Le contexte de l’oracle d’Ésaïe :
Selon toute probabilité, l’oracle d’Ésaïe date de la partie finale de la mission du premier Ésaïe, soit entre 705 et 701 avant J.C. La Samarie a été envahie par les assyriens en – 722, la Judée essaie de résister ou de pactiser avec les grandes civilisations qui l’entourent : L’Assyrie au Nord et à l’Est l’Égypte au Sud, la Phénicie à l’Ouest.
Le livre d’Ésaïe commence par une dénonciation détaillée de toutes les transgressions commises par les habitants de la ville et par ses gouvernants, génératrices de troubles sociaux :
Les riches deviennent plus riches et les pauvres plus pauvres. Ésaïe met en garde les riches qui se prélassent dans le confort, pendant que le peuple crève de faim.
Ce thème est repris par le prophète Michée[2] : Mêmes reproches faits au peuple et au roi : oppression des pauvres, confiance exagérée en sa propre force.
La situation spirituelle est tout aussi désastreuse : idolâtrie, orgueil, refus de la souveraineté de Dieu et abandon de l’alliance avec le Seigneur....
Après avoir appelé le peuple à un retour vers Dieu, et annoncé le jour de colère, que l’on retrouve dans toute la littérature « apocalyptique », l’oracle que nous lisons ce matin est un oracle d’espérance : il annonce une paix universelle à venir, liée à la ville de Jérusalem et au Mont Sion.
La question est de savoir de quelle paix nous parle Ésaïe :
Paix des hommes ?
Le désir d’un monde de paix ou d’une réconciliation universelle accompagne l’humanité depuis le début de son histoire; notre texte le démontre assez clairement. Il est d’ailleurs l’un des textes bibliques les plus cités et les plus étudiés pour une réflexion biblique sur la paix.
Il faut toutefois reconnaître que les hommes étant ce qu’ils sont, ils se sont approprié ce texte pour servir leurs propres projets : au Moyen-Âge, les croisades des chrétiens les ont fait converger vers Jérusalem[3], mais pour la reconquérir militairement et en chasser les «infidèles». La paix durable fit long feu.

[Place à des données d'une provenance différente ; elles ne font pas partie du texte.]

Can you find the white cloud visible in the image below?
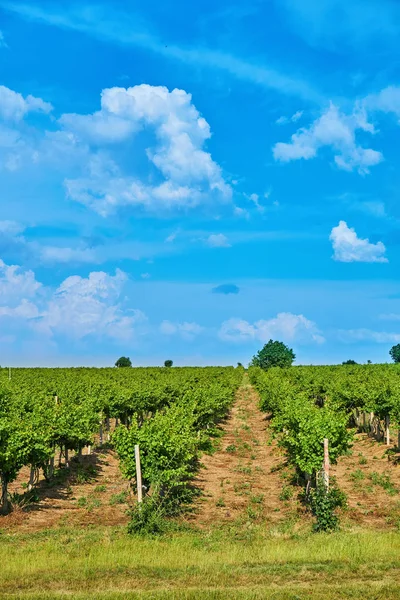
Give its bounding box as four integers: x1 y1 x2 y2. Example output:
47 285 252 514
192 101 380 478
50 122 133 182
290 110 304 123
40 246 96 263
218 313 325 344
38 269 145 339
329 221 388 263
160 321 203 340
379 313 400 321
273 103 383 175
338 329 400 344
206 233 231 248
0 85 53 121
0 299 40 320
275 110 304 125
0 261 146 340
60 84 232 214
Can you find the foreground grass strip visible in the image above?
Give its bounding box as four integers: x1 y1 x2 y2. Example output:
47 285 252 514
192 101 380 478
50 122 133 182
0 528 400 600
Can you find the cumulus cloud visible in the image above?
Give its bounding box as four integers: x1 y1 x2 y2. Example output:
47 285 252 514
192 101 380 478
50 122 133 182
218 313 325 344
273 103 383 175
206 233 231 248
0 261 146 340
38 269 145 339
275 110 304 125
160 321 203 340
379 313 400 321
329 221 388 263
212 283 240 295
59 84 232 214
40 246 95 263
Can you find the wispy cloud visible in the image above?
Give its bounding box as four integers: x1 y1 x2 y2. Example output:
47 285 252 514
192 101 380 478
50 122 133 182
212 283 240 296
0 1 322 103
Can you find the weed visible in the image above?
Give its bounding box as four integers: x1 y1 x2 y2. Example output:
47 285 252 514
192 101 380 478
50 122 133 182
369 471 399 496
279 485 293 501
110 492 128 506
310 485 346 531
93 485 107 492
349 469 365 482
250 494 264 504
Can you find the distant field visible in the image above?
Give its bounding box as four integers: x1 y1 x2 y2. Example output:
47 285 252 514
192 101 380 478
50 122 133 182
0 367 400 600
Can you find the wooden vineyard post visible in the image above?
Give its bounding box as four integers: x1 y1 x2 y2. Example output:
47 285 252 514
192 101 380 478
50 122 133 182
323 438 330 490
135 445 143 504
385 415 390 446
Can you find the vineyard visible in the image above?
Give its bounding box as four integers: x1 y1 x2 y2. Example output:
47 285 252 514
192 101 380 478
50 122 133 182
0 367 243 513
0 365 400 599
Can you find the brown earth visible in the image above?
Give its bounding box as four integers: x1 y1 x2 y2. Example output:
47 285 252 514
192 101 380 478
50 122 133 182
0 375 400 532
192 376 302 527
0 448 128 532
332 433 400 528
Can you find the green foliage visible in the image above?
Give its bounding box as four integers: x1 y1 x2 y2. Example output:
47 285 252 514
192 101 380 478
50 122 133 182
389 344 400 363
128 496 169 535
115 356 132 368
310 484 347 532
110 492 128 506
251 340 296 371
369 471 399 496
0 367 241 512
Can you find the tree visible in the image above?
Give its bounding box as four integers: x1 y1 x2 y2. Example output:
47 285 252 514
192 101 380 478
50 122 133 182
251 340 296 371
115 356 132 367
389 344 400 363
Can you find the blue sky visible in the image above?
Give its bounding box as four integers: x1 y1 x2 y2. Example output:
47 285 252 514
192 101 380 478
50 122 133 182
0 0 400 366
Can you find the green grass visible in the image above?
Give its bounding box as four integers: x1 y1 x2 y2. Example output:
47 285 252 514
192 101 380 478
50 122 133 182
0 524 400 600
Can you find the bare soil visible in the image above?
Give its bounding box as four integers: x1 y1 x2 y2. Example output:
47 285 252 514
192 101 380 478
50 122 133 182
192 376 302 527
0 448 128 532
0 375 400 533
332 433 400 528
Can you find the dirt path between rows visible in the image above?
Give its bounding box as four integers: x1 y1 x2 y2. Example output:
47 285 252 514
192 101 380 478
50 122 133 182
4 448 128 532
193 374 293 527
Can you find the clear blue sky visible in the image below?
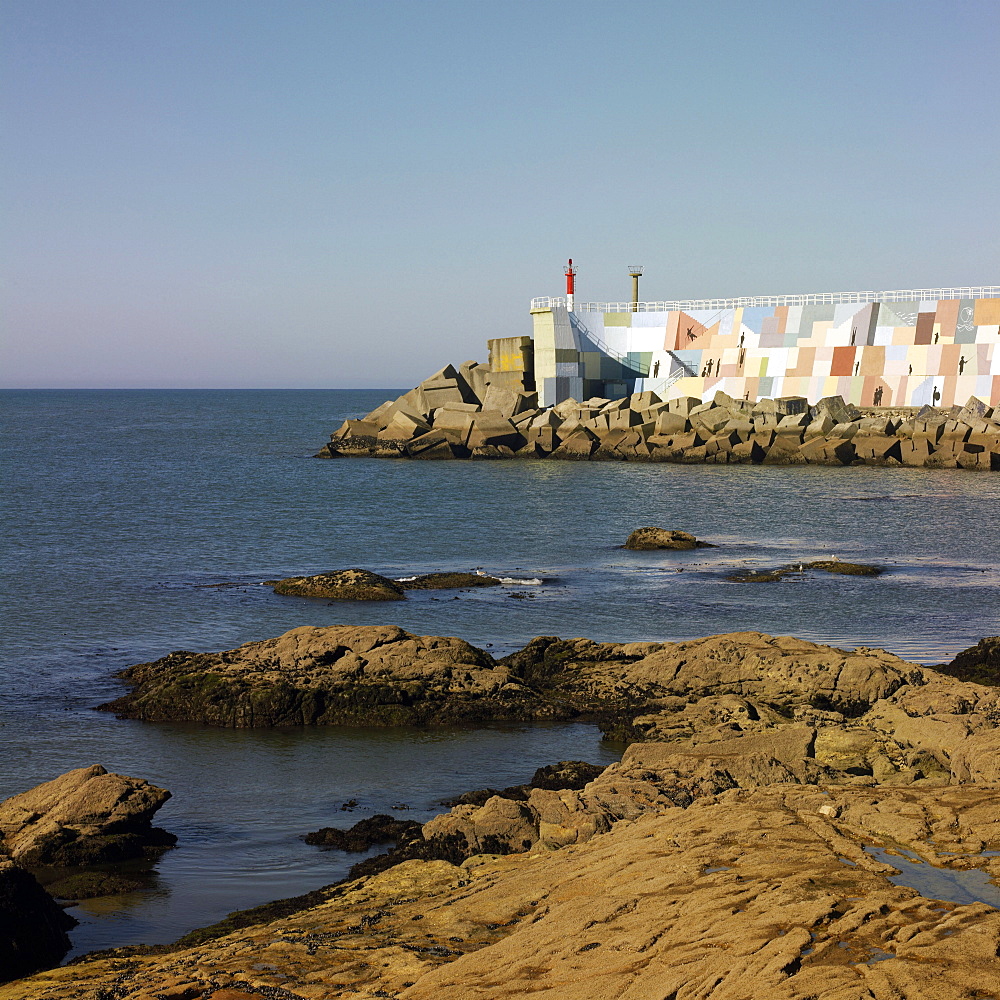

A la fin du 19° siècle, le sionisme[4] de Théodore Hertzl, de matrice religieuse[5], lit encore notre passage comme une invitation à faire de Jérusalem la capitale exclusive d’un état juif rayonnant sur tout le Moyen-Orient, établissant une justice basée sur la Loi juive.
Au 20° siècle, après la chute de l’Empire Ottoman c’est le nationalisme palestinien qui émerge, avec la revendication de Jérusalem, 3° ville sainte de l’Islam[6]. On cherche encore la paix !
C’est pourquoi Ésaïe distingue bien entre les peuples et les nations (v.4) : Les peuples, par leur retour vers le Créateur, peuvent reconnaître ce projet divin de paix universelle.
Les nations instrumentalisent Dieu à leurs propres projets. La paix est nécessairement la paix du vainqueur.
Dans la suite du verset 4, les armes qui deviennent des outils de travail et de prospérité ont une force expressive qui nous fait penser à la faucille et au marteau, symboles de l’URSS forgés avec l’acier des canons. L’Humanité était censée entrer dans un nouveau monde, avec des lendemains qui chanteraient sûrement. On sait comment cela s’est terminé.
Cette perversion d’un idéal somme toute assez généreux n’est pas propre à l’URSS, mais on doit constater que toutes les révolutions de par le monde, se sont terminées soit par des bains de sang soit par des dictatures.
Ainsi, si nous suivons la vision d’Ésaïe, nous devons nous résoudre à ce constat : les êtres humains ne sont pas, et ne seront jamais, en mesure de rétablir la moindre forme de justice et, par conséquent, de paix durable sur la terre.
Paix divine ?
Malgré tous les progrès accomplis dans le domaine de la connaissance, l’Homme n’a pas trouvé la clé pour assurer cette paix universelle, principale richesse des peuples.
Car il ne peut y avoir de paix sans justice, sans équilibre entre les peuples. Seule cette transcendance que nous appelons Dieu peut assurer cette équité absolue qui permettra que l’Humanité soit vraiment Une.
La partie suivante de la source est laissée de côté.